Treasurer Christian Porter has called for a 75 per cent floor in goods and services tax grants and a 50 per cent discount to the redistribution of mining royalties in the state government’s submission to the federal GST review.
Mr Porter said the current form of “fiscal equalisation” employed by the federal government was “too extreme”.
“It fails equity tests, penalises hard work, encourages welfare dependency and is now a divisive rather than unifying influence,” Mr Porter said in a statement released today.
Mr Porter said reform was imperitive to restore confidence in state and Commonwealth government financial relationships and remove impediments for economic growth.

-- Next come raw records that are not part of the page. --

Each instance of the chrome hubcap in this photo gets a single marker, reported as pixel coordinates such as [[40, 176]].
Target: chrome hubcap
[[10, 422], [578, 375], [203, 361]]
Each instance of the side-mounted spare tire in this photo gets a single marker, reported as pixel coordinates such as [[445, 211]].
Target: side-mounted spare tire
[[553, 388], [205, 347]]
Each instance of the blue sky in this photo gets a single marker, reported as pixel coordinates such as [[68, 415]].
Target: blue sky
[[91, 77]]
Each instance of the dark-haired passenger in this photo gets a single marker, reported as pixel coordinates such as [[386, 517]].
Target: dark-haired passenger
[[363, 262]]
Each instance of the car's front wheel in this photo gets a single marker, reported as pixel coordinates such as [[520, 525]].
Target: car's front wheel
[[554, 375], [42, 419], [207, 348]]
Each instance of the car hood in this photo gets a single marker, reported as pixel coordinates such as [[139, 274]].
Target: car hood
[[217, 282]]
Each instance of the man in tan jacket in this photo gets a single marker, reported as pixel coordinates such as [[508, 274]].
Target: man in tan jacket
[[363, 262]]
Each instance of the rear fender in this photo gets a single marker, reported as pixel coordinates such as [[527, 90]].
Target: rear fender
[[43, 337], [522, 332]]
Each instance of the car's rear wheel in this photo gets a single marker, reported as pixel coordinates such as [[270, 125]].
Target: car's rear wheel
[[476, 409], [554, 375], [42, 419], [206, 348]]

The Treasurer said the state’s GST revenue kickback was projected to fall from its current level of 72 per cent to 33 per cent within three years, giving the state a limited capacity to fund large-scale public investment.
“The federal government should move immediately to introduce a floor on GST shares equal to 75 per cent of a state’s population share,” Mr Porter said.

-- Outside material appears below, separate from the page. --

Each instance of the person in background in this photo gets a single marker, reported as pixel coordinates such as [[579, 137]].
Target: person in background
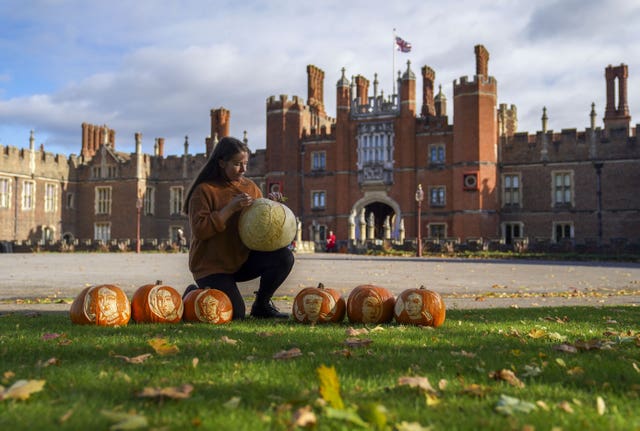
[[217, 257], [331, 242]]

“In 2011-12, a 75 per cent floor would have delivered additional GST revenue of $166million to WA, with the cost to other states being just 0.4 per cent of their total GST grants.
“Under this proposal, WA would still continue to provide a substantial cross-subsidy to economically weaker states such as South Australia and Tasmania but the result would be fairer and not harmful to WA’s growth.”

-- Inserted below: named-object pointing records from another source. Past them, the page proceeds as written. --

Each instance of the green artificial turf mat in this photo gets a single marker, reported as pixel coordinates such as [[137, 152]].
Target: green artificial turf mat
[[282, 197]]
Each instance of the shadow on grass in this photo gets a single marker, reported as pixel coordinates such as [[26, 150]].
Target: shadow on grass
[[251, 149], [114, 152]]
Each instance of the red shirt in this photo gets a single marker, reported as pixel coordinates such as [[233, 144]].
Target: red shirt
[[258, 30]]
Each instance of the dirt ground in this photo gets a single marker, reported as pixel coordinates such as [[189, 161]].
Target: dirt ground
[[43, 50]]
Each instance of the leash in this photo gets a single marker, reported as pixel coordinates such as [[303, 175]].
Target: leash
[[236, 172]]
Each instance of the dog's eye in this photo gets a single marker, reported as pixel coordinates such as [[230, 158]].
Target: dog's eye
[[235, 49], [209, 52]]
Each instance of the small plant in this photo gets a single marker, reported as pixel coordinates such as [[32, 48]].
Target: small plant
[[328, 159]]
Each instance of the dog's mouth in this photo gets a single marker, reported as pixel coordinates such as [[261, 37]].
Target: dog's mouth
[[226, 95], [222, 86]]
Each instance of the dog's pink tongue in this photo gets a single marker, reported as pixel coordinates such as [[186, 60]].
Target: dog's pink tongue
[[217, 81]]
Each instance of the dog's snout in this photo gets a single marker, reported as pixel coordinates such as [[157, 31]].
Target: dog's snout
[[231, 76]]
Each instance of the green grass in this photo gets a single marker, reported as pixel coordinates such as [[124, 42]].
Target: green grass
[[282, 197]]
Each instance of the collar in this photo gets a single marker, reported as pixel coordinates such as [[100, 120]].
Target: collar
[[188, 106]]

Mr Porter also said a 50 per cent discount to the redistribution of mining royalties would reduce the incentive for royalties to be spent on recurrent services rather than investment.
“A limit should also be placed on the extent to which any state’s GST share can fall in any one year and greater recognition of the costs of facilitating economic development in growth States should be addressed,” the Treasurer said.
“With more incentives for states to promote growth, reduced barriers to growth, and fewer distortions to economic reform, all States will benefit from an increased GST pool.”